Worn idler arms found in 4x4s equipped with independent front suspension can cause a severe change in toe angle when driving on crowned roads. I check idler arms by turning the passenger side wheel by hand and watching for any vertical movement in the idler arm assembly that might cause a toe angle change. As for ball joints, remember that, in most configurations, the pre-loaded upper joint maintains wheel alignment while the non-preloaded lower joint supports vehicle weight.  I recommend replacing trunnion bearings or ball joints in sets of four to help eliminate steering wander.


When the front axle is suspended with coil springs, a track bar is required to maintain a solid connection between frame and drive axle. When the track bar pivot points wear, the front wheels will tend to wander or shimmy. Worn track bars are most responsible for “Death Wobble” or severe front-wheel shimmy on 4x4s equipped with solid front axles. 

Notice that the drag link and track bar alignment on this Land Rover are nearly identical  


Raising ride height increases the operating angle of both the track bar and drag link on solid front axles. The greater the track bar and drag link angles, the greater the directional change when the front wheels strike a bump in the road, thus the term “bump steer.” Bump steer markedly affects independent front suspensions because the tie rods and control arms are operating at extreme angles, causing extreme variations in toe angle as the suspension is compressed or extended. Steering linkage geometry is the name of the game when diagnosing stock or modified suspension systems.  If suspension travel creates major changes in toe angle, we have steering wander and shimmy, plain and simple. 

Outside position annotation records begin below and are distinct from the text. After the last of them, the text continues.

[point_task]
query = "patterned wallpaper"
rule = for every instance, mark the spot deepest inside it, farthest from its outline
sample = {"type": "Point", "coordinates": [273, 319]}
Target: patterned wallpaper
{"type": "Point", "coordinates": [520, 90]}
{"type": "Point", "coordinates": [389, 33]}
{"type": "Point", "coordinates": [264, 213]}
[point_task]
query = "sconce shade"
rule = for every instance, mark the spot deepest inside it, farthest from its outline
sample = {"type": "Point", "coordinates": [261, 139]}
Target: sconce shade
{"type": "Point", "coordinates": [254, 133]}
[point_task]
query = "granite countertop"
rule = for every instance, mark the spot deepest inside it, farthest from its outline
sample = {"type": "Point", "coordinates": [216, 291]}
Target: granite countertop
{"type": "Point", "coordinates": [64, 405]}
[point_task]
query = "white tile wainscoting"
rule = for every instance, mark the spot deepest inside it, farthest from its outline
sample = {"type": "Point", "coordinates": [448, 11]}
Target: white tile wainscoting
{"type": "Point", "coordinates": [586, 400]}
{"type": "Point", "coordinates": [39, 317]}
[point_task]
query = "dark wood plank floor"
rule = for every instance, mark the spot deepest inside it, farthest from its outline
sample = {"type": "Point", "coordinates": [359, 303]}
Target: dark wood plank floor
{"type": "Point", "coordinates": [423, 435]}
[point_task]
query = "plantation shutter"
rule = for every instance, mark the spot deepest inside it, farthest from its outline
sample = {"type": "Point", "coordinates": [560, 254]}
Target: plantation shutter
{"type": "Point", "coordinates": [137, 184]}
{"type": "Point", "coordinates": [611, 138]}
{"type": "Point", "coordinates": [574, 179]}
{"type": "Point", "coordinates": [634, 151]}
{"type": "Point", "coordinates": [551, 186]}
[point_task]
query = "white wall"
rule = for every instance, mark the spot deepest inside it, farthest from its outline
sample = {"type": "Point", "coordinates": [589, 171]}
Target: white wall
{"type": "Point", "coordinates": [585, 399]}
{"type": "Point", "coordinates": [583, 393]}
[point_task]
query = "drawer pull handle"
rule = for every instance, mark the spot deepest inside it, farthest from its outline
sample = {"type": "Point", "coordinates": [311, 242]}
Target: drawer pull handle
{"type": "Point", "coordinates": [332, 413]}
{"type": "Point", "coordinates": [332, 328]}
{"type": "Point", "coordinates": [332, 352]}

The Origins of “Death Wobble”

  1. Steering shimmy or “Death Wobble” normally occurs on vehicles equipped with solid front drive axles at speeds above 40 mph. 
  2. Death Wobble is initiated by irregularities in the road surface that cause rapid directional changes or oscillations in the front wheels.
  3. At this point, the two front wheels are fighting each other for directional control of the steering system.  
  4. The driver can usually stop Death Wobble by rapidly applying the service brakes. 
  5. Heavy-duty leaf springs will greatly reduce the tendency of the front wheels to rapidly oscillate or change direction.  
  6. Heavy-duty steering dampeners also greatly reduce the tendency of the front wheels to rapidly oscillate or change direction
Worn rear control arm or leaf spring mounts are often a major cause of steering wander complaints.   
  1. Normal braking torque can cause front leaf springs to lose their positive caster angle, which aggravates steering wander and shimmy.
  2. Broken leaf spring center bolts, loose spring U-bolts and weak or broken spring leaves will aggravate steering wander and shimmy.
  3. In some cases, tapered shims can be used to increase positive caster angle on leaf spring suspensions. 
  4. Reducing camber angle on applications with positive offset wheels moves the vehicle load closer to the tire tread center, which can reduce the tendency to wander or shimmy.
  5. Increasing toe and caster angles might, for example, reduce the wandering and shimmying effects caused by modified suspensions.
  6. Aligning the suspension system with the chassis centerline helps reduce steering wander and shimmy.